Дневники: 1925–1930 - Вирджиния Вулф
Смею предположить, что сегодня самый жаркий день в году – самый жаркий сентябрьский день за последние двадцать лет. Возможно, так напишут в завтрашних газетах. В саду Лонг-Барна и правда было слишком жарко. Дети капризничали: Найджел катался между клумбами на велосипеде, а Бен, растянувшись на лавочке, говорил рассудительным унылым тоном: «Найджел, ты нездоров – ты неважно выглядишь». Боски[950] отрицала это. «Мамочка, ему надо помыть ноги». Вита кричала (из окна): «Но он уже помыл». Бен: «Они опять грязные». Боски пришла с расписанием: «Автобус не подходит. У них не получится вернуться из Фэрлона раньше восьми». Вита: «Тогда позвони миссис Казалет[951] и скажи, что они не приедут. Пойду скажу им, что все отменяется». И она пошла в комнату Гарольда, где тот работал с мистером О’Коннором[952], и сказала. Найджел начал спорить. Но Вита проявила решимость и ушла. Все это происходило под палящим солнцем. В машине было очень жарко. Джордж[953] принес бутылку содовой воды. Мы пообедали под соснами в Эшдаун-Форресте и после этого растянулись во весь рост; я прикрыла лицо соломенной шляпой. Точно в четыре часа Л. встретил нас в Даддимансе[954] (нет, не то название), и мы сидели на колючих листьях падуба посреди вересковой пустоши, обсуждая с Витой письмо Гарольда. Он говорит, что ее стихи не стоит публиковать. Она очень спокойна, скромна и, кажется, не сильно переживает – менее обидчивой поэтессы просто не существует. Но тогда встает вопрос: разве настоящий поэт может быть непоколебим?[955]

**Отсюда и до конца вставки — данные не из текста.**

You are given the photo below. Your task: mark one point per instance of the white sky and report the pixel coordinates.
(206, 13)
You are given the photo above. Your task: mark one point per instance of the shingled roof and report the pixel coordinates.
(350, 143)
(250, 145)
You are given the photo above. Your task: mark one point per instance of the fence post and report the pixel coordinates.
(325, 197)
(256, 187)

Вита была почти такой же, как обычно: походка; шелковые чулки, рубашка и юбка; роскошная, легкая, витающая; пространно и безмятежно говорившая с итонским преподавателем, восхитительным молодым человеком с прямым носом и белоснежными зубами; он рано лег спать или просто ушел в свою комнату, оставив нас одних. Я заметила, что мальчики называли его сэром, кланялись, когда он входил, а затем целовали Виту – очень по-английски, по-летнему, аристократично, мило, естественно. Мне кажется, этим традициям уже сотни лет; по крайней мере, я помню не одно такое лето: белые фланелевые рубашки и теннис, матери, воспитатели, английские дома, ужины при свечах, на которые слетаются мотыльки, разговоры о теннисных турнирах и дамы, приглашающие на чай, – так было всю мою жизнь; очень приятно и естественно. А воспитатель – типичный наставник, шутливый, ласковый и строгий, – то удивлялся Найджелу, то умилялся им. «Вот он – настоящий Найджел», – сказал О’Коннор, когда Н. заявил, что будет рад, если прольет соус на брюки. Их жизнь словно ручей, ровно и беспрепятственно текущий в своих узких берегах. Такая жизнь нынче кажется нам совершенством. Она скучна, но вызывает умиление благодаря своей восхитительной полноте и универсальности.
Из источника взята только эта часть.